Non-Jewish associations
In Western occultism, Binah is seen to take the raw force of Chokhmah, and to channel it into the various forms of creation. For example, in a car, you have the fuel and an engine. While Chokmah is the fuel, pure energy, Binah is the engine, pure inert mechanism. Either one without the other is useless.
In its role as the ultimate Object, as opposed to Chokmah as the Subject, its role is similar to the role of Shakti in Indian mysticism. It is feminine, because it literally gives birth to the whole of creation, providing the supernal womb, with Chokmah providing the raw energy.
The name of God associated with Binah is Jehovah Elohim, the archangel that presides over it is Tzaphkiel, the order of angels that resides in it are the Aralim ( the Thrones ) and the planet associated with it is Saturn.
The aspect or attribute of being associated with the feminine, is why Binah is often associated with various occult things that reflect the females. It is related to the Yoni, and to the womb.

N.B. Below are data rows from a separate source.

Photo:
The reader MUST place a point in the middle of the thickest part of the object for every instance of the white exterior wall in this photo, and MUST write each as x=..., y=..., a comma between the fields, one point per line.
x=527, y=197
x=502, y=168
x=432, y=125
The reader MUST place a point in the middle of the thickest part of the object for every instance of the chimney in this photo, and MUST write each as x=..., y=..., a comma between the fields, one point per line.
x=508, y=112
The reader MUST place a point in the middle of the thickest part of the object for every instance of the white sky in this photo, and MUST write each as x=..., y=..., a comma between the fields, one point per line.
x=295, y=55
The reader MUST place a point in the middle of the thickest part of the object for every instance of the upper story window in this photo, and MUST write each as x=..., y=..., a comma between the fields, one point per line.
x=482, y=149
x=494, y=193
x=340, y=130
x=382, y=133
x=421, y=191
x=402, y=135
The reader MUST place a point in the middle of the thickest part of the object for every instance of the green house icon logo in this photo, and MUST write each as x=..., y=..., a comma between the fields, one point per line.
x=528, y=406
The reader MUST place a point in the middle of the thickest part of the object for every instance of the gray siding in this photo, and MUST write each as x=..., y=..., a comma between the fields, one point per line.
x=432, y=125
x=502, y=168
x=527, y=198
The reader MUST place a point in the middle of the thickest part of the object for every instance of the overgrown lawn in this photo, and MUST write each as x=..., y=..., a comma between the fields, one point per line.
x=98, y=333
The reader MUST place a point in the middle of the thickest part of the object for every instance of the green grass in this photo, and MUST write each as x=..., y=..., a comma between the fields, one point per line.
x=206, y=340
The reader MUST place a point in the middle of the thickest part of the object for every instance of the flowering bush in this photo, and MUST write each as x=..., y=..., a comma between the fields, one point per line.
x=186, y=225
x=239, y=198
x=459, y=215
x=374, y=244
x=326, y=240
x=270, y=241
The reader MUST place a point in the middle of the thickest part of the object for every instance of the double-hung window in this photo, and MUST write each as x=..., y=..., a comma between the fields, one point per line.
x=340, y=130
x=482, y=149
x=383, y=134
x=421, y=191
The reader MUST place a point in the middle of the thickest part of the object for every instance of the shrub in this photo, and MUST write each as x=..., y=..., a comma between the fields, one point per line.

It is related to the priestess card in the tarot (according to Arthur Edward Waite's "Pictorial Key to the Tarot") and Liber 777 associating it with Isis, Cybele, Demeter, Rhea, Woman, The Virgin Mary, Juno, Hecate, Yoni, The Three Threes of the Tarot, etc. etc. etc.
Occultists have tried to compare the sephirah with the Chakras of Indian mysticism, and one such comparison is in comparing both Binah and Chokmah with the Ajna chakra, which is where both Shiva and Shakti are united.
For its negative opposite on the Tree of Death, it has Sathariel.
In the correlation of Binah with Shakti and Chokmah with Shiva, Shakti is the animating life force whereas Shiva is dead, a corpse, without her energy.